Adapted from, this recipe is great for learning chopping skills, comparing organic to non-organic eggs, and experimenting with spiciness. Leftover scrambled eggs can be substituted for grated hard-boiled eggs. 

Serves 8

  • 12 eggs, hard-boiled and peeled
  • 1/4 cup chopped green onion
  • 1/2 cup chopped celery
  • 1/2 cup chopped red bell pepper
  • 3 Tbsp Dijon mustard
  • 1/3 cup mayonnaise
  • 1 Tbsp cider, white wine or sherry vinegar
  • A few drops of Tabasco or other hot sauce
  • 1/4 teaspoon paprika
  • Salt and black pepper to taste
  1. To hard boil eggs, place them in saucepan and cover them with at least an inch of water. Bring to a boil, then remove from heat, cover, and let sit for 10 to 12 minutes.
  2. Into a large bowl, grate the eggs on the largest holes of a cheese grater (or chop finely). Add green onion, celery, red bell pepper.
  3. In small bowl, mix together the mayo, mustard, vinegar and Tabasco.
  4. Gently stir the mayo dressing into the bowl with the eggs and vegetables. 
  5. Add paprika, then Tabasco, salt and black pepper to taste.
  6. Use as a dip, spread, or filling for sandwiches or tortillas.

Monday, October 7, 2013


McClure's Home Ec kitchen, "before"
Welcome to the Farm to Table Class at McClure Middle School. My name is Julie Whitehorn. I'm a mom of one tween and one teen, and I am very excited about teaching kids about where our food comes from and how to cook it. My aim is to also create (through this blog and class materials) a blueprint for others to use, should they wish to emphasize a farm-to-table approach in their cooking classes, or start a class at their neighborhood school.
I believe that one of the best things we can do for our health, our communities, and the planet is to eat whole (fresh, minimally processed) foods. 
Farm to Table Class is a 15-week series that will use resources from Seattle’s Tilth and the national nonprofit Nourish. We will meet October 8 through January 28, except December 24 and 31 (winter break). The project is administered by Seattle Parks and Recreation Department in partnership with the Seattle School District, and funded in part by the Families and Education Levy. It is made possible by volunteers and donations.
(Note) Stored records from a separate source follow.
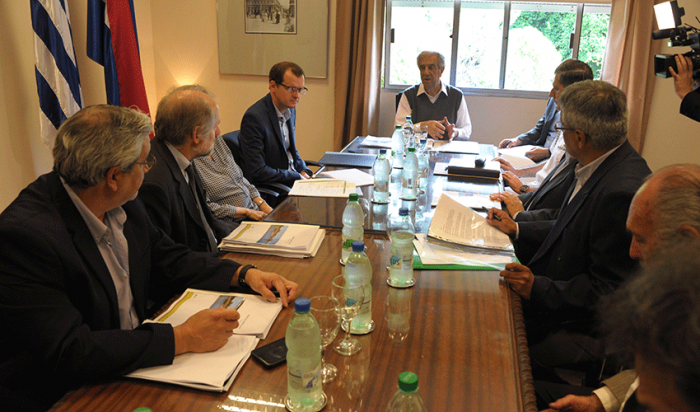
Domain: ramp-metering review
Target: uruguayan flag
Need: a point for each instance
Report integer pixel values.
(57, 77)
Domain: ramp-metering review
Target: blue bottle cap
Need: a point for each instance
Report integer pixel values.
(358, 246)
(408, 382)
(302, 305)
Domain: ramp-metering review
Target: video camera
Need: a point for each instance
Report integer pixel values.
(668, 18)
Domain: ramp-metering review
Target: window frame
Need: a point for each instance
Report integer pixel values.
(471, 91)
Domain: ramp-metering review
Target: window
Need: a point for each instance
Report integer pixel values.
(493, 47)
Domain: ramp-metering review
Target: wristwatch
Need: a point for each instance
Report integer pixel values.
(244, 271)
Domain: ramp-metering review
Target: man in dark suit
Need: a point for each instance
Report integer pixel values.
(267, 136)
(582, 251)
(186, 128)
(81, 260)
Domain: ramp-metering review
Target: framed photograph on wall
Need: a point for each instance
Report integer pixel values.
(271, 16)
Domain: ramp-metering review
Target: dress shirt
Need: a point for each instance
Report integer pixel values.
(224, 183)
(283, 118)
(583, 173)
(110, 240)
(463, 125)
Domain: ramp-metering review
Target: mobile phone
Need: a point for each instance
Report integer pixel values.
(271, 355)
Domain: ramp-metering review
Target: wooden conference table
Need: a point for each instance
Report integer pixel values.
(462, 332)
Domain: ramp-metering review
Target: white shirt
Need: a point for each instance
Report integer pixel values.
(463, 124)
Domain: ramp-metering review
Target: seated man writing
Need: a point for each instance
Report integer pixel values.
(433, 103)
(81, 260)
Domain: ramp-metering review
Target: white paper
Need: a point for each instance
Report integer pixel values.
(322, 188)
(456, 223)
(356, 176)
(456, 146)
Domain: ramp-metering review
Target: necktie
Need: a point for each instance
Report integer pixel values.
(198, 201)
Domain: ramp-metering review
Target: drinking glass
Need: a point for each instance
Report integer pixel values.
(350, 296)
(325, 310)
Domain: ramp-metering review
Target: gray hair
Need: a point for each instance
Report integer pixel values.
(656, 316)
(676, 202)
(427, 53)
(597, 108)
(180, 111)
(97, 138)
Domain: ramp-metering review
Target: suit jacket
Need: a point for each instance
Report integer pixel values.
(262, 145)
(538, 134)
(171, 204)
(58, 303)
(690, 105)
(585, 251)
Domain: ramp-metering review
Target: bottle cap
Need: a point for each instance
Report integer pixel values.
(302, 305)
(358, 246)
(408, 382)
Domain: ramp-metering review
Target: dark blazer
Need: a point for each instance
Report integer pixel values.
(262, 146)
(58, 304)
(538, 134)
(585, 251)
(690, 105)
(551, 192)
(171, 204)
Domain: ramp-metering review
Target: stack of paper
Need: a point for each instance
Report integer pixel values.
(276, 239)
(456, 223)
(214, 371)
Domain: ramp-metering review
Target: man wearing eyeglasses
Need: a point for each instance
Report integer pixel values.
(187, 124)
(267, 136)
(82, 265)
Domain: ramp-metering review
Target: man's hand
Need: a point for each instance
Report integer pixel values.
(451, 132)
(255, 214)
(505, 165)
(506, 143)
(573, 403)
(537, 153)
(511, 200)
(436, 129)
(683, 80)
(206, 330)
(520, 278)
(502, 221)
(263, 282)
(512, 180)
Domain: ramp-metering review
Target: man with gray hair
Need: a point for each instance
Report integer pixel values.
(437, 105)
(578, 253)
(187, 125)
(81, 261)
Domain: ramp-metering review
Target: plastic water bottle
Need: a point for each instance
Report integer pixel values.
(407, 399)
(382, 174)
(401, 234)
(353, 219)
(409, 179)
(358, 269)
(304, 379)
(423, 163)
(407, 130)
(397, 147)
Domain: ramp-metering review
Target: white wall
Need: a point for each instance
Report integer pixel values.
(178, 44)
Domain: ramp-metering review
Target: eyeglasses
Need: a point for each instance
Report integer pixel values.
(302, 91)
(148, 163)
(559, 128)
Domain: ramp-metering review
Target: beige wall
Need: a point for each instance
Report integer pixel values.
(178, 43)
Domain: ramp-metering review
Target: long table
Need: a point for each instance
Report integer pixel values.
(466, 342)
(465, 337)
Joining me in the kitchen are two dynamite volunteers, Phyllis Rosen (of Catering by Phyllis) and Mary Chapman, a McClure parent and active community organizer. Supporting the project is McClure's wonderful afterschool program leader Doug Berndt, who is helping us make this a success.

Hidden storage under the blackboard
In the past few days, we've been busy getting the school kitchen ready for action. The space looks pretty much the same as it did in the 1980's when my friend Lori learned to cook there in Home Ec class (see "before" photo above). Soon it will be transformed with new supplies, 12 students, and some delectable cooking aromas.

Huge thanks to private chef Lesa Sullivan, my neighbors Eli Forman and Christopher Kashap, and to Phyllis Rosen for donating tools for the kitchen. If you would like to contribute, check out our wish list.

Students, I hope you'll use this website to find recipes and other resources, to post comments, and even, perhaps, to publish a guest post.